Scientists say they have taken a significant step towards treating some forms of deafness after restoring hearing in animals. Defects in a baby’s DNA are behind roughly half of cases of hearing loss in early life. The mouse study, published in Science Translational Medicine, showed a virus could correct the genetic fault and restore some hearing. Experts said the results could lead to treatments within a decade.
The team in the US and Switzerland focused on the tiny hairs inside the ear, which convert sounds into electrical signals that can be interpreted by the brain. But mutations in our DNA can leave hairs unable to create the electrical signal – leaving people unable to hear. The research team developed a genetically modified virus that could infect the hair cells and correct the error. It was tested on “profoundly deaf” mice, which would not notice being at a loud rock concert (with sound levels at 115 dB).

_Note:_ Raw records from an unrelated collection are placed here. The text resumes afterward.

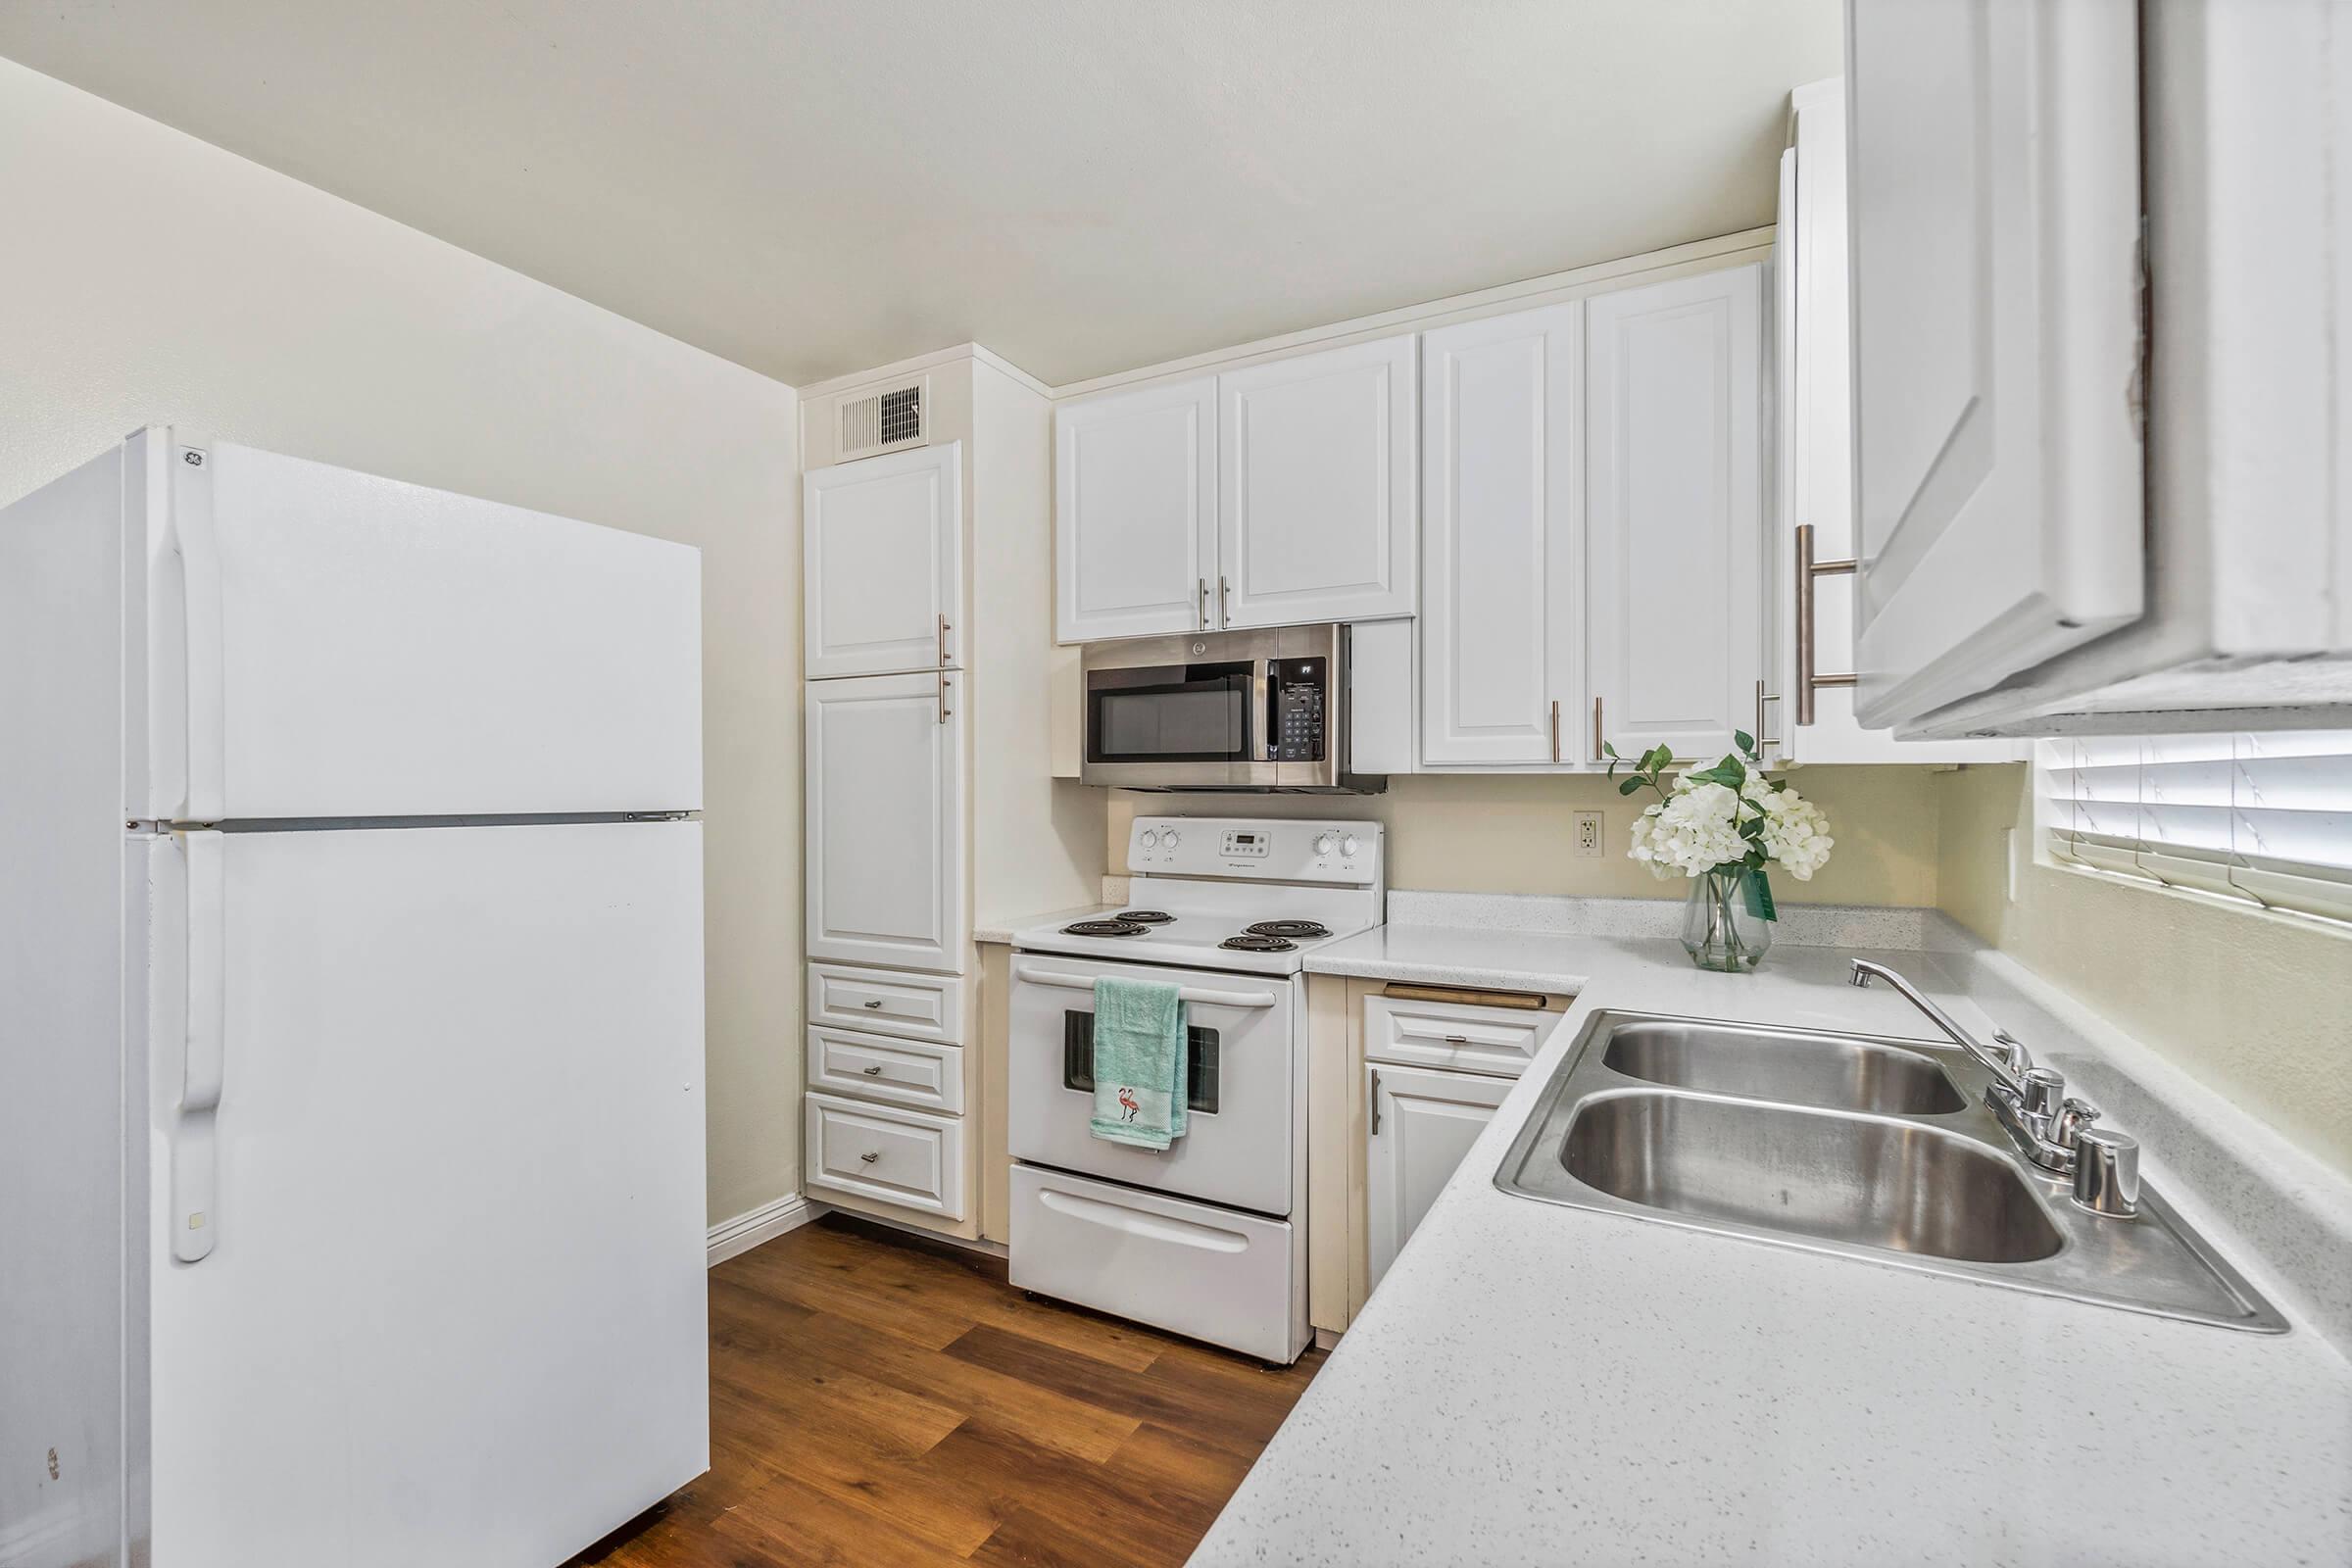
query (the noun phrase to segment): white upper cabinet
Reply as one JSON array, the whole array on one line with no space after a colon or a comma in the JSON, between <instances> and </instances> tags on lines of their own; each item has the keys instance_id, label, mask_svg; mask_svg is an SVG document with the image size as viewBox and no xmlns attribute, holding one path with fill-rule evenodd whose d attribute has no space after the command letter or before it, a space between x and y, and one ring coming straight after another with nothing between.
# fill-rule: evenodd
<instances>
[{"instance_id":1,"label":"white upper cabinet","mask_svg":"<svg viewBox=\"0 0 2352 1568\"><path fill-rule=\"evenodd\" d=\"M1766 661L1772 698L1767 759L1785 762L2015 761L2012 741L1905 741L1854 720L1850 684L1809 677L1850 676L1854 668L1854 577L1850 569L1817 572L1799 594L1798 533L1815 563L1833 567L1854 555L1853 376L1846 319L1845 83L1817 81L1791 97L1794 144L1781 156L1780 224L1773 282L1779 375L1780 522L1767 555ZM1800 617L1810 622L1800 625ZM1808 636L1807 633L1810 633ZM1802 653L1809 655L1800 663Z\"/></svg>"},{"instance_id":2,"label":"white upper cabinet","mask_svg":"<svg viewBox=\"0 0 2352 1568\"><path fill-rule=\"evenodd\" d=\"M958 972L963 675L810 681L802 701L808 956Z\"/></svg>"},{"instance_id":3,"label":"white upper cabinet","mask_svg":"<svg viewBox=\"0 0 2352 1568\"><path fill-rule=\"evenodd\" d=\"M1750 265L1586 302L1588 760L1712 760L1757 723L1762 296Z\"/></svg>"},{"instance_id":4,"label":"white upper cabinet","mask_svg":"<svg viewBox=\"0 0 2352 1568\"><path fill-rule=\"evenodd\" d=\"M1065 403L1054 446L1054 639L1207 629L1216 377Z\"/></svg>"},{"instance_id":5,"label":"white upper cabinet","mask_svg":"<svg viewBox=\"0 0 2352 1568\"><path fill-rule=\"evenodd\" d=\"M1584 304L1421 341L1421 760L1577 762Z\"/></svg>"},{"instance_id":6,"label":"white upper cabinet","mask_svg":"<svg viewBox=\"0 0 2352 1568\"><path fill-rule=\"evenodd\" d=\"M1218 377L1220 624L1413 612L1413 360L1406 336Z\"/></svg>"},{"instance_id":7,"label":"white upper cabinet","mask_svg":"<svg viewBox=\"0 0 2352 1568\"><path fill-rule=\"evenodd\" d=\"M2140 613L2137 10L1847 8L1865 724Z\"/></svg>"},{"instance_id":8,"label":"white upper cabinet","mask_svg":"<svg viewBox=\"0 0 2352 1568\"><path fill-rule=\"evenodd\" d=\"M1863 722L2352 723L2343 22L1854 8Z\"/></svg>"},{"instance_id":9,"label":"white upper cabinet","mask_svg":"<svg viewBox=\"0 0 2352 1568\"><path fill-rule=\"evenodd\" d=\"M804 478L808 679L963 663L962 457L950 441Z\"/></svg>"}]
</instances>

Injections of the virus into the ears led to a “substantial improvement” in hearing, although not to normal levels. The animals could hear the equivalent of the noise inside a moving car (85 dB). They also altered their behaviour in response to sounds throughout the 60-day study. The hairs in the ear detect changes in pressure and convert them into electrical signals
Dr Jeffrey Holt, one of the researchers from Boston Children’s Hospital, told the BBC News website: “We’re very excited about it, but we’re also cautiously optimistic as we don’t want to give false hope. It would be premature to say we’ve found a cure. “But in the not-too-distant future it could become a treatment for genetic deafness so it is an important finding.” The team are not yet ready for human clinical trials.
They want to prove the effect is long-lasting. They know it works for a few months, but are aiming for a life-long change. The viral therapy alters most of the inner hair cells in the ear, but not the outer hair cells. The inner hairs allow you to hear sound, but the outer hairs alter the sensitivity to sounds, so the ear becomes more sensitive to faint noises.
The study repaired a mutation in a gene called TMC1, which is behind roughly 6% of deafness that is passed through families. However, there are more than 100 separate genes that have been linked to deafness. “I can envision patients with deafness having their genome sequenced and a tailored, precision medicine treatment injected into their ears to restore hearing,” said Dr Holt. However, the findings will not benefit adults who have hearing loss as a result of listening to too much loud music.
Commenting on the findings, Dr Tobias Moser from University Medical Center Gottingen in Germany said the results were “promising”. The study provided “hope that restoration of hearing will become available for select forms of deafness within the next decade”. UK scientists Prof Karen Steel, from King’s College London, said: “I think this paper represents a really exciting advance in our understanding of what could be achieved using gene transfer approaches into the inner ear to reduce the impact of damaging mutations.